UN warns World on Track for 2.5°C warming by 2100

Global commitments to cut heat-trapping emissions would limit warming this century to around 2.5°C — far from sufficient to prevent devastating climate impacts, the United Nations warned on Tuesday.

Scientists broadly agree that exceeding 1.5°C above pre-industrial levels risks catastrophic consequences, and every effort must be made to remain as close as possible to this safer threshold.

However, the world is set to surpass 1.5°C within a few years, with greenhouse gas emissions continuing to rise and reaching a record high in 2024, according to a report by the UN Environment Programme (UNEP).

The sobering report was released days before world leaders gather in Brazil for talks ahead of the COP30 climate summit in Belém.

With a 1.5°C overshoot now unavoidable, attention has shifted to how quickly global temperatures can be brought back down.

“Our mission is simple, but not easy: make any overshoot as small and as short as possible,” UN Secretary-General António Guterres said at the launch of UNEP’s Emissions Gap report.

Major polluting nations have been urged to adopt faster and deeper emissions cuts to steer the planet back towards 1.5°C by the end of the century.

Instead, UNEP found that the latest round of pledges “have barely moved the needle.”

“Ambition and action are nowhere near the levels needed globally or collectively,” said Anne Olhoff, the report’s chief scientific editor.

The report projects that, even if all existing commitments are fully implemented, global temperatures will still rise by between 2.3°C and 2.5°C by 2100 — a level that threatens the survival of low-lying and climate-vulnerable nations.

Scientists warn that warming beyond 1.5°C increases not only the severity of extreme weather events but also the risk of triggering irreversible tipping points.

Already, at 1.4°C above pre-industrial levels, most tropical coral reefs are dying, while the Amazon rainforest and polar ice sheets face potentially permanent changes below the 2°C threshold.

Under the Paris Agreement, each new round of national pledges should be more ambitious than the last to keep long-term warming “well below” 2°C and as close as possible to 1.5°C.

Yet by 30 September, only about one-third of countries had submitted updated emissions reduction targets for 2035, UNEP noted.

Although this year’s warming projections are 0.3°C lower than last year’s, Olhoff said most of that improvement was due to updated calculations and new US commitments under President Biden.

These gains could vanish if Donald Trump follows through on his vow to withdraw the United States from the Paris Agreement and scrap his predecessor’s climate policies.

“If we don’t include the US, then the progress is quite limited,” Olhoff warned, describing the outlook as “a very bleak picture.”

Global emissions increased by 2.3% in 2024, driven mainly by India, followed by China, Russia and Indonesia.
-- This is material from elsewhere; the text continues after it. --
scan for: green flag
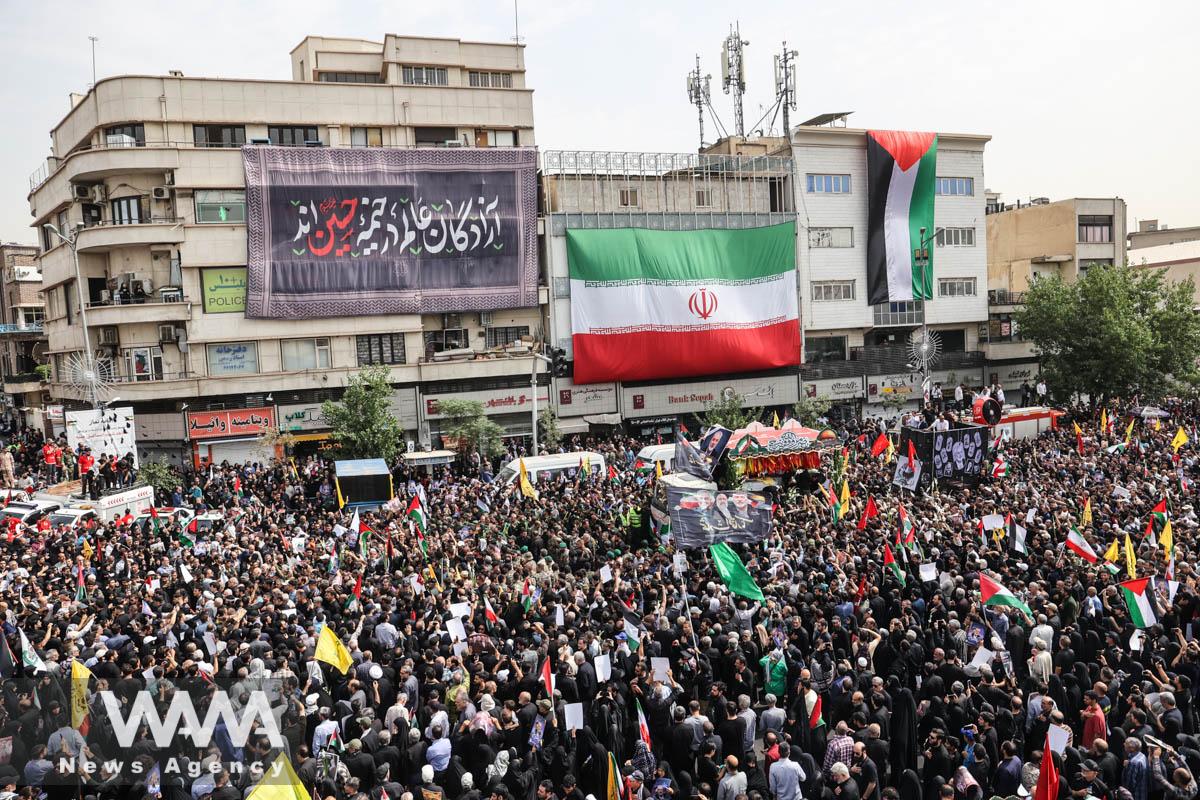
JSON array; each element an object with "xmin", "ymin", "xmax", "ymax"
[{"xmin": 708, "ymin": 542, "xmax": 766, "ymax": 601}]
The G20 economies accounted for three-quarters of total emissions, with the European Union the only major emitter to record a reduction.

Most nations are not even on track to meet their 2030 climate goals, UNEP said. Based on current policies alone, the planet is expected to warm by around 2.8°C by 2100.

As world leaders prepare for COP30, concerns persist that climate action is slipping down the global agenda amid political tensions and competing priorities.

“We still need unprecedented cuts to greenhouse gas emissions, in an ever-shrinking timeframe, and within a challenging geopolitical context,” UNEP Executive Director Inger Andersen wrote in the report.